Eşiniz Soley Hanım ile yollarınız nasıl kesişti?

İlk defa İstanbul Üniversitesi çıkışında arkadaşlarıyla otobüse binerken görmüştüm onu. Çok zarif ve insana güven veren bir hali vardı. Sonra bir gün havaalanında telaşla uçağa giderken gördüm tekrar. Danışma sorumlusu olarak çalışıyordu havaalanında. İsmi Soley’miş. Tanıştık, çıkmaya başladık. Soley’e evlilik teklifimi öğrencisi olduğumuz Beyazıt’taki İstanbul Üniversitesi’nin bahçesinde büyük çınar ağacının gölgesindeki bankta yaptım.

Kaç yıllık evlisiniz?

1961’de evlendik. 60 yılı geçtik…

Yeni dizi ya da filmlerden izleyip beğendikleriniz var mı?

Şöyle söyleyeyim Yağmur, ben dizi seyretmiyorum. Çünkü yeni sistemde değişik bir çekim ve yapım var. Yani bizim yaptığımız filmlerin çekimine, hikâyelerine, anlatımına hiç uymuyor. Dolayısıyla beni pek bağlamıyor. 2 tane de dizi yaptım o da ayrı mesele. Ama sevemedim.

Klasik Türk Müziği bestekârı Yesari Asım Ersoy'un yeğenisiniz değil mi? Sizin müziğe ilginiz var mıydı?

Amcam bestekâr Yesari Asım Arsoy… “Çamlık’a koşarken seni bir tenhaya çektim, aşkınla nasıl yandığımı söyleyecektim…” Var mı şimdiki şarkılarda böyle bir şey? Ey büyük insan… 70’li yılların başında Türk sinemasının sıkıntıya gireceği belli olmuştu çoktan. O sıralarda da amcam bana şarkıları yani Türk Sanat Müziğini aşılamaya başladı. Amcamın müsaadesiyle piyasada iş yapan bazı bestekârlardan da ders alıyordum. Nitekim 70’li yılların başında gazinolardaki iş düştü, çünkü o yıllara kadar çalışan kadrolar eskidi. Gazinocular, kadroları yenilemek lazım dediler. O zaman akıllarına geldi ki hazır şöhretler var. Yeşilçam’dan alalım dediler ve kafalarına göre seçtiler, çağırdılar, iyi paralar verdiler. Bu artistler de bu teklifleri kabul ettiler. Ama öyle bir şey ki musiki ile hiç alakası olmamış, hayatında bir şarkı dinlememiş, bir şarkı dahi söylememiş olanlar için büyük bir cesaretti bu. Halk bunları seyrederken, şarkıyı dinliyorlar ama bir yandan çektiği filmi konuşuyorlardı. İşe yaramıştı kısacası. Ama sonra 1 yıl dolmadan hepsi gönderildi. O sıralarda gazinocular kralı Fahrettin Aslan beni yemeğe çağırdı. Yeni kadro başlarken daima baş solist kadına tam sayfa ilan verilirdi. “Seninle çalışacağız ama sana da baş solist gibi tam sayfa ilan vereceğim ve seni öyle takdim edeceğim” dedi. İlk kadroda Behiye Aksoy, ben, Ajda Pekkan, Neriman Köksal vardı. 1983’e kadar sürecek sahne hayatım böylece başladı.
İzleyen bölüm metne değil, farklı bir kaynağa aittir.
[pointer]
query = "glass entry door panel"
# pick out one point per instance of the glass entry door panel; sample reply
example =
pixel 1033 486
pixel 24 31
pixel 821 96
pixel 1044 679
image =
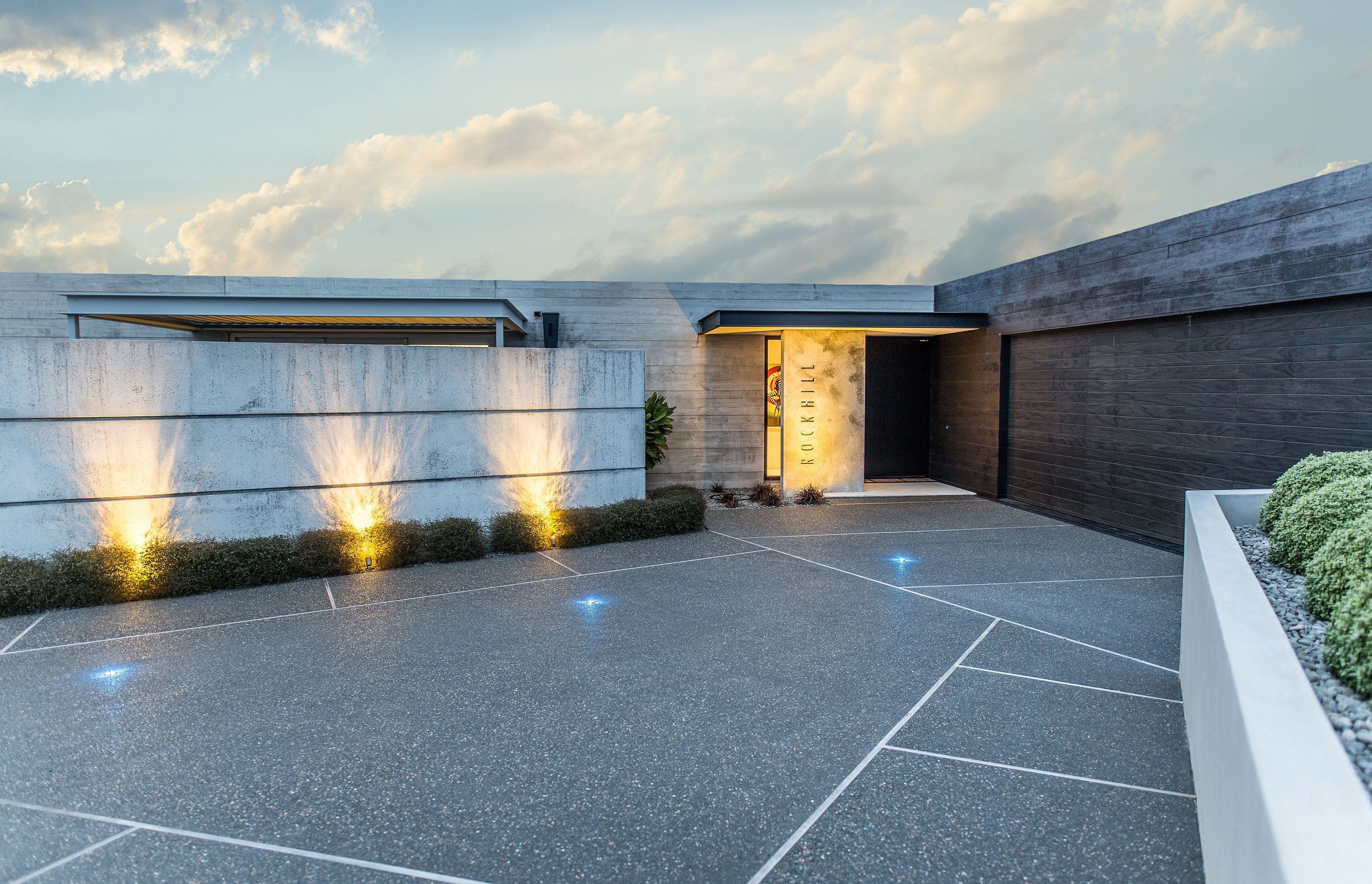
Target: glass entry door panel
pixel 773 458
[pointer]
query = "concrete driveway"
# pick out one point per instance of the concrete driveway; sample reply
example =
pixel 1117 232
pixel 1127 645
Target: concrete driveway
pixel 946 690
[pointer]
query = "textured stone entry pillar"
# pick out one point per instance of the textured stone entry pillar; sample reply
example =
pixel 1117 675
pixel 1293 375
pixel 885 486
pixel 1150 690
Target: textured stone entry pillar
pixel 824 407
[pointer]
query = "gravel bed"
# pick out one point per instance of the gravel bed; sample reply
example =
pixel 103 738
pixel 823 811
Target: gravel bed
pixel 1348 710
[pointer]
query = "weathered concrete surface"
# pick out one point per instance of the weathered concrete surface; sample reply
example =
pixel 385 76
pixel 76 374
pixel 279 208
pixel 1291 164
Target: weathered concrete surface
pixel 824 410
pixel 1276 796
pixel 716 382
pixel 106 440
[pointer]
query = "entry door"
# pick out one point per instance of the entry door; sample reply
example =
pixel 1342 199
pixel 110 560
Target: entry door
pixel 898 408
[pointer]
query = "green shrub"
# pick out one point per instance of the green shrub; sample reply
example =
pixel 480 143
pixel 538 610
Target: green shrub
pixel 1309 522
pixel 323 552
pixel 1348 645
pixel 454 540
pixel 519 532
pixel 1308 475
pixel 766 494
pixel 1343 561
pixel 657 426
pixel 194 567
pixel 25 585
pixel 673 510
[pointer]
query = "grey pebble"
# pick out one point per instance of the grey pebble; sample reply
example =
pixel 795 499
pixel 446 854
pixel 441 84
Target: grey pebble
pixel 1348 710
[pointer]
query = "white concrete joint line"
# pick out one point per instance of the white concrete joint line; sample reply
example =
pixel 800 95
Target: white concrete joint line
pixel 908 589
pixel 1042 774
pixel 16 640
pixel 364 604
pixel 819 812
pixel 236 842
pixel 90 849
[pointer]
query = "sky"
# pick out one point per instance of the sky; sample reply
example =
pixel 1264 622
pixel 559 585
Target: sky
pixel 703 142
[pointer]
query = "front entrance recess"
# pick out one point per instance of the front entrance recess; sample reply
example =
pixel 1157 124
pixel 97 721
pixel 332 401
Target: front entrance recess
pixel 898 408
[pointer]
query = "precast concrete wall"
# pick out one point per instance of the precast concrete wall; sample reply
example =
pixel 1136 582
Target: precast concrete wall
pixel 119 440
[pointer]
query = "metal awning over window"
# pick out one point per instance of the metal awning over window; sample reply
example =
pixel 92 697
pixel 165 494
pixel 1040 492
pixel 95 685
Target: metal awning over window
pixel 239 313
pixel 884 321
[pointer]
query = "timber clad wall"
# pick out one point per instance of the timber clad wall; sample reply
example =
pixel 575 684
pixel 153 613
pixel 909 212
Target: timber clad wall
pixel 716 382
pixel 1115 423
pixel 962 411
pixel 1206 352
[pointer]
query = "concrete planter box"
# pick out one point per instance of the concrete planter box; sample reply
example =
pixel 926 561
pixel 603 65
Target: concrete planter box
pixel 1276 795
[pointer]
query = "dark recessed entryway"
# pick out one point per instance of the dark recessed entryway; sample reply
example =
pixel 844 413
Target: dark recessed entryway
pixel 898 408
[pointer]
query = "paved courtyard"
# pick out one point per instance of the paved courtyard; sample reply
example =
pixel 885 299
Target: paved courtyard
pixel 938 691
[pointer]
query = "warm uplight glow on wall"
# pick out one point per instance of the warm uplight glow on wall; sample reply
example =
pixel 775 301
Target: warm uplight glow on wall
pixel 124 466
pixel 359 456
pixel 534 449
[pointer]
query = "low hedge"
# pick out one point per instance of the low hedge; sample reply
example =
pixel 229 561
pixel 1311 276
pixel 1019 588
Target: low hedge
pixel 1343 562
pixel 1308 475
pixel 673 510
pixel 1308 523
pixel 1348 645
pixel 74 578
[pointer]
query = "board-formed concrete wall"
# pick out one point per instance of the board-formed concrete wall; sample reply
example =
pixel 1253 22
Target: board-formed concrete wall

Sahnede olduğunuz dönemlerde unutamadığınız bir anınız var mı?

Bir gece arkadaşlarıyla Zeki Müren geldi. Geleceklerinden önceden haberdar olmuştum. İkinci şarkıdan sonra ona doğru yürüyerek yeni meşhur olmuş şarkısının güftesini söyledim. “Bakma sen rüzgâra, bakma yağan yağmura, aklına çılgınlıklar gelince beni ara…”

Millet gülmekten kırıldı, gazino ayakta alkıştan yıkıldı. Zeki Müren’e yaptığım espri, şovumun çalışılmış bir parçasıydı. Sahnedeki başarımı da her zaman minnettar olduğum Yeşilçam’a borçluyum. O gece Fahrettin Aslan, Zeki Müren’e “Artistimi nasıl buldun” diye sormuş. Zeki Müren de, “İngiliz asilzadeleri gibi” demiş…

Hangi şarkıyla çıkıyordunuz sahneye?

Beni meşhur eden film Samanyolu’ydu ve şansıma o sıralarda da Samanyolu şarkısı çıkmıştı. Dolayısıyla yaptığım repertuvarda Samanyolu şarkısıyla çıkıyordum. “Sen kalbimin” diye çıktığım zaman alkış kıyamet başlıyordu. Ben de biraz işi biliyordum. Birkaç yıl da ders almıştım ama hala biraz diyorum dikkat edersen, işe olan saygıma bak. Uçsuz bucaksız muhteşem bir olaydır Türk Sanat Müziği. Ona büyük saygı duyacaksın ve çok çalışacaksın. Çalış çalış bitmez. 15 sene çalıştım. Herkes 1 sene çalışabildi ama ben 15 sene çalıştım. Behiye Aksoy ve Sevim Tuna bensiz çalışmazlardı.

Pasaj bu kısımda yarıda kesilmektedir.